Perhaps the most significant commentary is from his wife Alice who played piano in the later version of his quartet and then quintet with the controversial Eric Dolphy in what is usually considered his avant garde period. She notes the spiritual nature of his music derived from his early religious training and then his study of Eastern music. He saw music not as an end in itself, but "as a means to enlightenment," "a probing of soul and spirit with his audience as active participants." "Musical structures," he felt, "map specific states of consciousness." Music, it seems, was to be a source of mystical awareness. The passionate collisions of harmonies that some critics found nihilistic dissonances had their best analogies in the rhapsodic states of many worshippers in the churches of his youth.

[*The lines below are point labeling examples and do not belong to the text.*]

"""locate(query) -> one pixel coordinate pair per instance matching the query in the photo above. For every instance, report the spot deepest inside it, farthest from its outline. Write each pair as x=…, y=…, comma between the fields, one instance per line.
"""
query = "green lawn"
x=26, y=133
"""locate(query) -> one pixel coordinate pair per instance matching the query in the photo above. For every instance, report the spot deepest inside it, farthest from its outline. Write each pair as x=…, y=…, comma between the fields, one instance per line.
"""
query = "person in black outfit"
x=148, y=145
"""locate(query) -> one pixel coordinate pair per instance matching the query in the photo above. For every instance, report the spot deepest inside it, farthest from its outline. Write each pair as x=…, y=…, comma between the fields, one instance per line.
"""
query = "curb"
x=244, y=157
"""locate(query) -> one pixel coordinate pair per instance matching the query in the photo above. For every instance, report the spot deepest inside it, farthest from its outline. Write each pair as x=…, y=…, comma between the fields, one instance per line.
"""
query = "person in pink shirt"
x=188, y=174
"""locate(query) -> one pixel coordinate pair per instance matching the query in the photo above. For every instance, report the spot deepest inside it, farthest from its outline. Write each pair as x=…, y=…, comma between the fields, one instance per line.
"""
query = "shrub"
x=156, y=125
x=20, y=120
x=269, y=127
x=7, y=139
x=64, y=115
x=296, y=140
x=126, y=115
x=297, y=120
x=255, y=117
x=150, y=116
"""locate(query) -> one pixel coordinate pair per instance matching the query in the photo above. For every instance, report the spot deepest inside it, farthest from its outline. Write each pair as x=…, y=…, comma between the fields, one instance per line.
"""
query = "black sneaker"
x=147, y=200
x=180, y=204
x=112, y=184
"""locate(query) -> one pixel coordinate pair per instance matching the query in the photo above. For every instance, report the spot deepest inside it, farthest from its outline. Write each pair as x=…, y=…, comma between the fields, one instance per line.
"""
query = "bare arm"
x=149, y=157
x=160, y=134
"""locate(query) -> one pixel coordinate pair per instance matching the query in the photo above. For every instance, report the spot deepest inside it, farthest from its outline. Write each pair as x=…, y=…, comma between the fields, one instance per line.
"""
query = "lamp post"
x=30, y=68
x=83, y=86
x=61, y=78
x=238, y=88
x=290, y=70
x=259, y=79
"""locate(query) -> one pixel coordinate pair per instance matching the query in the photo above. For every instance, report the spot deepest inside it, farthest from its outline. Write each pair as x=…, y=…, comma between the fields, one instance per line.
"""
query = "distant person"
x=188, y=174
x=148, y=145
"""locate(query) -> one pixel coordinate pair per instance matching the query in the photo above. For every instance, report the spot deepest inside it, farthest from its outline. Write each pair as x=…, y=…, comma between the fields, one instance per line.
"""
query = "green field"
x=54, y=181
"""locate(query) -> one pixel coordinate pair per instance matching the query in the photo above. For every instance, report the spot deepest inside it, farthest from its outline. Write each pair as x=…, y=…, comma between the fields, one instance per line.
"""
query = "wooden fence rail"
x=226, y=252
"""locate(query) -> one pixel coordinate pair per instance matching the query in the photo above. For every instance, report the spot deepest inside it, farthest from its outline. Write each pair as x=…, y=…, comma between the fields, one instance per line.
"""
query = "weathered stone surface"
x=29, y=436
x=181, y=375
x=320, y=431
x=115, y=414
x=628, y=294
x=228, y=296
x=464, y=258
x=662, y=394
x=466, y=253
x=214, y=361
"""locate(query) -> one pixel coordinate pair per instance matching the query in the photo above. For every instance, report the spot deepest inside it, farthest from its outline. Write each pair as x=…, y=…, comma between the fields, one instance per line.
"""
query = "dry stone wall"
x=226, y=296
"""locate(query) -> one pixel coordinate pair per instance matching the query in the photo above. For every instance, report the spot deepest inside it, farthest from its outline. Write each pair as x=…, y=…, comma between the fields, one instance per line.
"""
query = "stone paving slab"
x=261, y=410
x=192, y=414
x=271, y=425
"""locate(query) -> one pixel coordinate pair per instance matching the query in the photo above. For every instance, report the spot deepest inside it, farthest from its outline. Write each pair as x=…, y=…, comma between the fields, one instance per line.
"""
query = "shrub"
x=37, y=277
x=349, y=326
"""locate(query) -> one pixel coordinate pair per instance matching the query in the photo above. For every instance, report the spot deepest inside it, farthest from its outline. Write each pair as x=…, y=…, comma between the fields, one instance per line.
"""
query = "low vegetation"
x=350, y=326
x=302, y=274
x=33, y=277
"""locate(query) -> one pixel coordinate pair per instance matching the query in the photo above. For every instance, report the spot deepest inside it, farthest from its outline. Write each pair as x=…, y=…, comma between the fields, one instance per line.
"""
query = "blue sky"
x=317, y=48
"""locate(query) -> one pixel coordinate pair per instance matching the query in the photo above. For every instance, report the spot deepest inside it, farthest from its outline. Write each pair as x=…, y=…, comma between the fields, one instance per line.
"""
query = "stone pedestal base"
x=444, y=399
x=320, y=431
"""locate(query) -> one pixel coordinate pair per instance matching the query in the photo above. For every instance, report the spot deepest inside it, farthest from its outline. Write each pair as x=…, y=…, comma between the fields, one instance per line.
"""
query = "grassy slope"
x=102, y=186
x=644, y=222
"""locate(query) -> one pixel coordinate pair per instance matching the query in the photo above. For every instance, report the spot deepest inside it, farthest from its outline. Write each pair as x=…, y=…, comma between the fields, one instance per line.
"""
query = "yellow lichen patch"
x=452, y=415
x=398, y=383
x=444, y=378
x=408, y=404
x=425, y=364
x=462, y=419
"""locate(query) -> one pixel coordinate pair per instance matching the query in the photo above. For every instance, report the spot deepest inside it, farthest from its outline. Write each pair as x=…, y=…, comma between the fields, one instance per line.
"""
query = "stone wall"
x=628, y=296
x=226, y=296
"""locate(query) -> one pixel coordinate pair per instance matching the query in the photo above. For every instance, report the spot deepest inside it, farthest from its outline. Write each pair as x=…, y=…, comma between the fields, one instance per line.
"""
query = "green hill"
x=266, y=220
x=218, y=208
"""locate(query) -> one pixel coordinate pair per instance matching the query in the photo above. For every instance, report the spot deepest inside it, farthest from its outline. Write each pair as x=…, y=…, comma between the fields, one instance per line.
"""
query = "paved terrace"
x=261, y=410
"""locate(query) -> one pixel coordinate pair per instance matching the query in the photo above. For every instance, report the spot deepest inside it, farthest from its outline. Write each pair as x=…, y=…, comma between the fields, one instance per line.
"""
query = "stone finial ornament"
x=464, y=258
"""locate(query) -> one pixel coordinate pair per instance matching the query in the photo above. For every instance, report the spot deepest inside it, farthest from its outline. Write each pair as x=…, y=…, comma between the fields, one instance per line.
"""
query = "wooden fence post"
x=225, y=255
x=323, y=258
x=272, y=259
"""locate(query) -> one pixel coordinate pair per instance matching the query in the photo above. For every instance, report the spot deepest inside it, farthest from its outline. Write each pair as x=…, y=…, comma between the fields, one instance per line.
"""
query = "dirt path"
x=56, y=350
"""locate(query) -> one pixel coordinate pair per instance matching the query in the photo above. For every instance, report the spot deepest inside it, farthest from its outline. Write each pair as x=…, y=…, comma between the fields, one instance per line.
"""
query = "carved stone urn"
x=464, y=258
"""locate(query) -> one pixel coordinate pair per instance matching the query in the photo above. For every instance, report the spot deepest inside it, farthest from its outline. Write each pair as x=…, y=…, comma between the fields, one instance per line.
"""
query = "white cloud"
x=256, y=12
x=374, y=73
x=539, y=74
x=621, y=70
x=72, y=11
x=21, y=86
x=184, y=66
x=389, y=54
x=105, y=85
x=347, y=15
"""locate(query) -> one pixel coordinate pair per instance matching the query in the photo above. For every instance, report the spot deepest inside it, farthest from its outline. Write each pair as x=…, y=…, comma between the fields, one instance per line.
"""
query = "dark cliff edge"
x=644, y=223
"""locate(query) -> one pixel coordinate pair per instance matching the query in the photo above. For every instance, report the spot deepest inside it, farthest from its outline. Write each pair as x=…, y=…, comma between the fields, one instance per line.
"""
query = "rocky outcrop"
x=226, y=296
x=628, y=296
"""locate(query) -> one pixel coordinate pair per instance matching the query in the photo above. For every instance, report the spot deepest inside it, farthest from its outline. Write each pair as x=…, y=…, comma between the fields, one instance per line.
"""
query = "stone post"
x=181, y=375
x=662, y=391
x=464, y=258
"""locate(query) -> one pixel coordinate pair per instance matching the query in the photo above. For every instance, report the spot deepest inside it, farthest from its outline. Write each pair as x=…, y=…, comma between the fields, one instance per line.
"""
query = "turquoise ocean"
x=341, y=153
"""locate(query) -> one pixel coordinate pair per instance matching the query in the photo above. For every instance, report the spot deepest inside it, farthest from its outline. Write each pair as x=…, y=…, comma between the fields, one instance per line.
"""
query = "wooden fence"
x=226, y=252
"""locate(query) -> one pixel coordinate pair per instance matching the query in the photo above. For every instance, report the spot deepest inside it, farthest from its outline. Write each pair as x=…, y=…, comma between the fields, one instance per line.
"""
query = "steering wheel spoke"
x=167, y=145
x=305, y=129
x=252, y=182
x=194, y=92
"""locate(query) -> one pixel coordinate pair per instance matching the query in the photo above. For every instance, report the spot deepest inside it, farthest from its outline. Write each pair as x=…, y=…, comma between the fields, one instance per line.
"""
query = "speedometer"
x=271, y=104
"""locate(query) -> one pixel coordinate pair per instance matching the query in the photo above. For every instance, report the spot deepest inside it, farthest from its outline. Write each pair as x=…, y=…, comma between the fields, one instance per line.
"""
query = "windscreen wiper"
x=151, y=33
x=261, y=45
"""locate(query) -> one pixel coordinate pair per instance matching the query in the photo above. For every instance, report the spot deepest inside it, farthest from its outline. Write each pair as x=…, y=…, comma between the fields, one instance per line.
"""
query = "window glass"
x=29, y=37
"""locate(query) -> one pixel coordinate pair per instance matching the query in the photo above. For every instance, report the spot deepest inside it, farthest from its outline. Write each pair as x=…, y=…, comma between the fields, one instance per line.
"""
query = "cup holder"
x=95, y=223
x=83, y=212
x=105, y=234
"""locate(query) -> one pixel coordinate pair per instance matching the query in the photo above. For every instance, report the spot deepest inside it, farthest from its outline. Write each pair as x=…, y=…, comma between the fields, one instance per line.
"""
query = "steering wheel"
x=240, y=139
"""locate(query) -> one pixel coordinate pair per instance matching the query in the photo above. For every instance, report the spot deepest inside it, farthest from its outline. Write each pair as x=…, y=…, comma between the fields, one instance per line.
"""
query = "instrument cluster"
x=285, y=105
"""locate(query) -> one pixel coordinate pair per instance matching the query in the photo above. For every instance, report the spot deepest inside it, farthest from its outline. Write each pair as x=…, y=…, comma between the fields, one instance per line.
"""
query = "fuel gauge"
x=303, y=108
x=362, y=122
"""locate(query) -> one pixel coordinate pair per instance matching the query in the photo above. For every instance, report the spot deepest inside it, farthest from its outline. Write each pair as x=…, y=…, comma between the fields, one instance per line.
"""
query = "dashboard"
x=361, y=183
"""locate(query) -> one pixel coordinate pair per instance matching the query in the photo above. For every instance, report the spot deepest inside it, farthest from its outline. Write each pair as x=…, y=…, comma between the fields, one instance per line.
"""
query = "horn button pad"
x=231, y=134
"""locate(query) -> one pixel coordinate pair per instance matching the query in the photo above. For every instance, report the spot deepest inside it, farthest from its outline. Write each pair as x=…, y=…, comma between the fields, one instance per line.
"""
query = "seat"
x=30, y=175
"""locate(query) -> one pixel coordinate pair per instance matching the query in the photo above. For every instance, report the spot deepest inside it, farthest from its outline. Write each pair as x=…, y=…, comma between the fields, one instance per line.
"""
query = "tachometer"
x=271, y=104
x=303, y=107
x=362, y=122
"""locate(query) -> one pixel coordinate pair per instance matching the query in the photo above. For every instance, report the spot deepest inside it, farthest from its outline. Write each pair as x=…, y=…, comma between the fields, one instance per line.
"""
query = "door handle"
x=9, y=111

They are best compared to a phenomenon like speaking in tongues.
Alice Coltrane goes on to explain that Trane's greatest wish was to play with some of the great spiritsual musicians of the world, a wish he died before realizing. The documentary ends with saxophonist Roscoe Mitchell of the Art Ensemble of Chicago fulfilling Trane's dream playing with dervish musicians in the Sahara Desert in Morocco.
The documentary written by Robert Palmer and narrated by Ed Wheeler was winner of Japan's Swing Journal's 1991 award for Best Music Program of the Year and MIDEM's (Marché International du Disque et de l'Edition Musicale)1992 award for best musical special. It 's running time is just short of an hour.